The historian Sergey Radchenko commented in a detailed discussion about the Jalta comparison and noted that "Jalta had no realistic alternatives because the Soviets were already overrun in February 1945. FDR was unable to drive them out of it. The only thing he could do was to extract hollow promises of elections from Stalin."
But the Jalta option is not the only diplomatic way that is available today, Radchenko added because the United States needed Russia for nothing and are able to support Kiev in restricting Moscow ambitions. "Far from conquering Eastern Europe, Russia cannot even conquer the Donbass," he wrote. "In short: While Jalta had no sustainable alternatives, Jalta 2.0 has a very sustainable alternative that would have given the Trump administration a significant advantage in negotiations with Russia."
The Budapest memorandum
While European allies try to To find security guarantees for Ukraine, put the memories of the 1994 Budapest memorandum in the foreground - which brought the new independent Ukraine to give up the nuclear weapons stationed on its territory after the collapse of the Soviet Union.
This piece of paper signed by Russia contained a promise to respect the sovereignty and territorial integrity of Ukraine. These promise did not protect Ukraine from the annexation of Crimea by Russia in 2014 and the full invasion in 2022.
In an interview with CNN, the former Ukrainian president had Petro Poroshenko Three that the security guarantees outlined in the memorandum were toothless.

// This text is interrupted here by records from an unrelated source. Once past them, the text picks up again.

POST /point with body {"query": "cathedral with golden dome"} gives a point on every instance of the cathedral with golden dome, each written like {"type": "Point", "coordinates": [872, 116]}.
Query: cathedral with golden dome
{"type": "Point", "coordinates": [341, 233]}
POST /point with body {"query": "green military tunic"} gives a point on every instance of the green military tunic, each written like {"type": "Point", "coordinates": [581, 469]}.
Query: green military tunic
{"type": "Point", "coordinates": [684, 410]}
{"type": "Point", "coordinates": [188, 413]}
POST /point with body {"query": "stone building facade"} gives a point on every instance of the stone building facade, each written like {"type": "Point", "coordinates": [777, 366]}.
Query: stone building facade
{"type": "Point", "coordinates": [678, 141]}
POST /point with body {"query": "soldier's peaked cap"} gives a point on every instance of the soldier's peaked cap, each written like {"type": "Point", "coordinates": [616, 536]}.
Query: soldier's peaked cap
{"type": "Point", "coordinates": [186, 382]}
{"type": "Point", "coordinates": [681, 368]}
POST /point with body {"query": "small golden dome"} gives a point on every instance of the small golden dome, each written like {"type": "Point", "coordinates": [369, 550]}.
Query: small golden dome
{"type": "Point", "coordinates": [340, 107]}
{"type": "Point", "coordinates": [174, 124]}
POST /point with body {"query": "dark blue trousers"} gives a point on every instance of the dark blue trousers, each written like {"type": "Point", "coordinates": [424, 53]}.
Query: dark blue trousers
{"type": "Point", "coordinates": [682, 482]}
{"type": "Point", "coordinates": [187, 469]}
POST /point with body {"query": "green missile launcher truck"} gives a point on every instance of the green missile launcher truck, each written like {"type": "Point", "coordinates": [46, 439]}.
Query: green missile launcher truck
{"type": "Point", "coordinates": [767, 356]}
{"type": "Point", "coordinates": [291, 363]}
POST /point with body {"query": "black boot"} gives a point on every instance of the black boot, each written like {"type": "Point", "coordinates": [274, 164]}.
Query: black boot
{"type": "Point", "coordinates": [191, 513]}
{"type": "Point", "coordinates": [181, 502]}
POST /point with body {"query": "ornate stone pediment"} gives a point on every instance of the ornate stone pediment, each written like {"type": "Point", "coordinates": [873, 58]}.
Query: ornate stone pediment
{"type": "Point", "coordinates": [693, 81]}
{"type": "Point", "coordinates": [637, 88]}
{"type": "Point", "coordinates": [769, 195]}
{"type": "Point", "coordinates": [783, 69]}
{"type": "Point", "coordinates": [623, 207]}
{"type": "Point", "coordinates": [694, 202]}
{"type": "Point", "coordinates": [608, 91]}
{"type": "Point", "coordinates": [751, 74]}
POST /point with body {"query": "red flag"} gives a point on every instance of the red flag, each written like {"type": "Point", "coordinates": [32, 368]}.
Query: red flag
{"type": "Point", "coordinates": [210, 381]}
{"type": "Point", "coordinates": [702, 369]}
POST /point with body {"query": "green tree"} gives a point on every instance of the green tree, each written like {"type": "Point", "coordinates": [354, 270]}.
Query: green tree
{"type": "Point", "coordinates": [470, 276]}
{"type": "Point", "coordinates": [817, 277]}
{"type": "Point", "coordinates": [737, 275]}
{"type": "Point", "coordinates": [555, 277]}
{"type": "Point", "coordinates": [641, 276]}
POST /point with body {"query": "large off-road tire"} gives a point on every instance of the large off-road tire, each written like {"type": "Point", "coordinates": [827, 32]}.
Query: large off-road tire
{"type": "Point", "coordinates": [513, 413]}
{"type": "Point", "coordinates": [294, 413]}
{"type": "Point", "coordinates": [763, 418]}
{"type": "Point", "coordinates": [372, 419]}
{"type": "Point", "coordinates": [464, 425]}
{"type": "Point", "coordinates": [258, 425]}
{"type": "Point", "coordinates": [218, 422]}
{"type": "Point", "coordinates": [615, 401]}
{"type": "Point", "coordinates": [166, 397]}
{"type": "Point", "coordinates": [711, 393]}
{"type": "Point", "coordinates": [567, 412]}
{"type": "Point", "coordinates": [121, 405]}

"As President of Ukraine, I had a security guarantee in the form of the Budapest memorandum," he said. "It doesn't work. Any other security guarantee except one that is binding - that's unacceptable."
Ukraine is now at another historical turning point, while diplomats hastily search for the right place and the right formula for peace talks. It remains to be seen whether this moment as a dark chapter will be remembered in European history.
The CNN reporter Christian Edwards also contributed to reporting.